Five Guys CEO: you heard me
Me: *returns from bakery with a bap, bagel, bun & cob*
Wife: What are these?
Me: The synonym rolls you asked for.
Wife: CINNAMON.
I saw a younger couple walking and holding hands today and it reminded me that I need to buy a bottle of vodka.
9: [who only had 97 snacks today] Are we ever gonna eat dinner?
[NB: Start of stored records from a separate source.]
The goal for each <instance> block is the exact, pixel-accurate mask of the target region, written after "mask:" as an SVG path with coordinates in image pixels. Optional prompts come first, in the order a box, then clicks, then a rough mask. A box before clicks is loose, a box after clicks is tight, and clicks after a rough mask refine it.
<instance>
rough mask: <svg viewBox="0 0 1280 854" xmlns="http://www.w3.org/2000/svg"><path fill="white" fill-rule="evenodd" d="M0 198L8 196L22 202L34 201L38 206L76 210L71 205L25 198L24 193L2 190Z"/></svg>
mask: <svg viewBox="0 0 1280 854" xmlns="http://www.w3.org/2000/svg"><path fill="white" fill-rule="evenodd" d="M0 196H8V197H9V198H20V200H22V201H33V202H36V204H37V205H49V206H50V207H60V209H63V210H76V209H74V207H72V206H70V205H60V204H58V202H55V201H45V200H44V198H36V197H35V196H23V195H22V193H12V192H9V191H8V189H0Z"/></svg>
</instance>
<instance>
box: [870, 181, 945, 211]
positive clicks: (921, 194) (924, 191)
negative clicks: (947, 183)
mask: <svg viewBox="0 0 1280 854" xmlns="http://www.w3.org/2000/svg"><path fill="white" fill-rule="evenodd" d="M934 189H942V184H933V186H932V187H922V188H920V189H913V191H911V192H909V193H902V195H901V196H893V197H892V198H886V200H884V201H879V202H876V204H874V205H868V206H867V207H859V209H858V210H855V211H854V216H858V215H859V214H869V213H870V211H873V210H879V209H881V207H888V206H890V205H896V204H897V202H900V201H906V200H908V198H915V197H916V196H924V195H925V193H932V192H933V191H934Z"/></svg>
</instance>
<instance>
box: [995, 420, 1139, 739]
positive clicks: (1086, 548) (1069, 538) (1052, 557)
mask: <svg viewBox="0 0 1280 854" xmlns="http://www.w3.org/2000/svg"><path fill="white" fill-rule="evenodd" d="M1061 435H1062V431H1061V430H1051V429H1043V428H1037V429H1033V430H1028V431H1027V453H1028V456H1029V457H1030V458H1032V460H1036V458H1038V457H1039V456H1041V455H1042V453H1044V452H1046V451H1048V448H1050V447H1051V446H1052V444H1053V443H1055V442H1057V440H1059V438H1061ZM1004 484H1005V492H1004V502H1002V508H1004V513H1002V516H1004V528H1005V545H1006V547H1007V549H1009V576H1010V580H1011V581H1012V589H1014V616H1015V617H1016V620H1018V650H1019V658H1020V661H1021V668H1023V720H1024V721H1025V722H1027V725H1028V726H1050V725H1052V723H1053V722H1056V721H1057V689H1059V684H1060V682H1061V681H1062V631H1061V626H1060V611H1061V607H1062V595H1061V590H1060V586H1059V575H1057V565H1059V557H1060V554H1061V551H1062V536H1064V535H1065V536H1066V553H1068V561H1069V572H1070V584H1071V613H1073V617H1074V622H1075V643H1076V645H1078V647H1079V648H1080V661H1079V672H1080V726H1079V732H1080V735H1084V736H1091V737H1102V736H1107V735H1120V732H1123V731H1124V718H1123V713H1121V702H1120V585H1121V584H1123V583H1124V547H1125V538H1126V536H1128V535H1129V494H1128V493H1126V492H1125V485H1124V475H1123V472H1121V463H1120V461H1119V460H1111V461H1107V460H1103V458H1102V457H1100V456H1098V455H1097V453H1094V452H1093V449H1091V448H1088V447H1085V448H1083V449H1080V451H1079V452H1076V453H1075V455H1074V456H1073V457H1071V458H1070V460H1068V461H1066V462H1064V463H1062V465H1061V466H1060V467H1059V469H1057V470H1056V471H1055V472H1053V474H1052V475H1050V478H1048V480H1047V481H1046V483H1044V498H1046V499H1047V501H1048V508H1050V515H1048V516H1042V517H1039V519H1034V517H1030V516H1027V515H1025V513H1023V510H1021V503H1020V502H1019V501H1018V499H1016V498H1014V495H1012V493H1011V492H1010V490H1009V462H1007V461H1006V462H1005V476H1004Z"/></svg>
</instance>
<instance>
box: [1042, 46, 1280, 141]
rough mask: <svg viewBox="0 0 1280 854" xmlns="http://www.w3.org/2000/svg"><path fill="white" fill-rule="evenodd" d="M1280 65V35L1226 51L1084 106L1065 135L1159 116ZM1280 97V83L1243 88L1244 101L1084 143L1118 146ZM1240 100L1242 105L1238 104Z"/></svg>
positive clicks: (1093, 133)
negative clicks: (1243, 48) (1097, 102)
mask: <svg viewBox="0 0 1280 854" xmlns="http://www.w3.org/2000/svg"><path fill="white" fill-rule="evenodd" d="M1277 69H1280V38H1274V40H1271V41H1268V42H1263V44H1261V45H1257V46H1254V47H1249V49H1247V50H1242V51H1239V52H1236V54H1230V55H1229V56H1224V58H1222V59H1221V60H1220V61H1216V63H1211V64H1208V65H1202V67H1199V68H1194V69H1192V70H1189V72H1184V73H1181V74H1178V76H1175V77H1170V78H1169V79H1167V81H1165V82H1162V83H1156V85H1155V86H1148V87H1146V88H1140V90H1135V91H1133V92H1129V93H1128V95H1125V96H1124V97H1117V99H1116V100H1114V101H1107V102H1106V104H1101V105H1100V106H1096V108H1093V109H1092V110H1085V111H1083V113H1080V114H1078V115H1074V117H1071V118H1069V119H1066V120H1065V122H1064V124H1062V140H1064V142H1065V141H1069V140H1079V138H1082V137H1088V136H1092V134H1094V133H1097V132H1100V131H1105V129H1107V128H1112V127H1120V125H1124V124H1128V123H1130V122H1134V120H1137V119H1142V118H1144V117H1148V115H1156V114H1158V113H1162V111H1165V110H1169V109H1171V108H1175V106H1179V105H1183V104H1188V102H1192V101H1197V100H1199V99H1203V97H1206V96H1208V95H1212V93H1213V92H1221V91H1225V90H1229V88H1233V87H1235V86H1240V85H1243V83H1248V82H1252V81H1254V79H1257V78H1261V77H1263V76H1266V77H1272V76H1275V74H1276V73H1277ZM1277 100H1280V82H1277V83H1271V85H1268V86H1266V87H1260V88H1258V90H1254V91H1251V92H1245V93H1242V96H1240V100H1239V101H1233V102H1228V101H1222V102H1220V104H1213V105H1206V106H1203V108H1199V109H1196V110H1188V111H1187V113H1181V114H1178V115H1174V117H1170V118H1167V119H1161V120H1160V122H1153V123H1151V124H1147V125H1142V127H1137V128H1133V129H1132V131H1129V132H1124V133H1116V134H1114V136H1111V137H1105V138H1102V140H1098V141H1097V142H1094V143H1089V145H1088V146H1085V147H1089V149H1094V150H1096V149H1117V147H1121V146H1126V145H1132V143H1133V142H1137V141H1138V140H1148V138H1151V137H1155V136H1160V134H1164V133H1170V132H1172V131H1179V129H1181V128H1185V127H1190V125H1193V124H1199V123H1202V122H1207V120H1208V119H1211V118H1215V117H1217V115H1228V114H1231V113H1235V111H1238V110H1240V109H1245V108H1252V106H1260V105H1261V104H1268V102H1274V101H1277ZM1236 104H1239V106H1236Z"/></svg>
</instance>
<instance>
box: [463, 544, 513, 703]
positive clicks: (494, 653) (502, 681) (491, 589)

Me: Today I found the perfect wine to have with dinner
Him: Awesome, where is it?
M: *points to belly*
Been married a few times. Always the bride, never the bridesmaid
Read an article that said:
“ChatGPT is making us dumber…”*and I was like _whatever_*
I’ve used it and I’m still super…
[asks ChatGPT for synonyms of smart]
You’re old you’re excited to learn how to play Mahjong
I don’t care what the FBI says, America’s most wanted still sounds like an honor.
*deletes my ex’s phone number*
k, weigh me now.
Why isn’t “long weekend” simply written as weeeeekend?
barbie’s story is actually so sad like her parents left her with her 3 sisters and she had to take up 200 jobs to take care of them then on top of that her boyfriend is gay and won’t get a job
accidentally put my phone in airplane mode and my front door blew off
20: sometimes you see someone so basic you just know they listen to the Beatles
Me: hey!
20: oh it’s okay for you to listen to the Beatles. You’re old
Seas the day!!!!
[Spider sits at computer and Googles probability of being eaten by human in his lifetime] Holy shit Sharon, COME SEE THIS
“Grammies” is a shortening of “gramophones.” Now that most people listen to music on their smartphones, the awards should probably be called (and I love this) “Phonies.”
My 20 y.o. son: Mom, if you were in Star Wars, do you think you’d be on the light side or the dark side?
Me: I’d probably be the mom whose son abandoned her to stay a slave on a desert planet after he won a flying car race.
Serious Question: Can I get a moustache by kissing another guy with a moustache?
Pluto takes 248 years to orbit the sun, or roughly one baseball game
Establish dominance at your wedding by saying “You’ll do” instead of “I do.”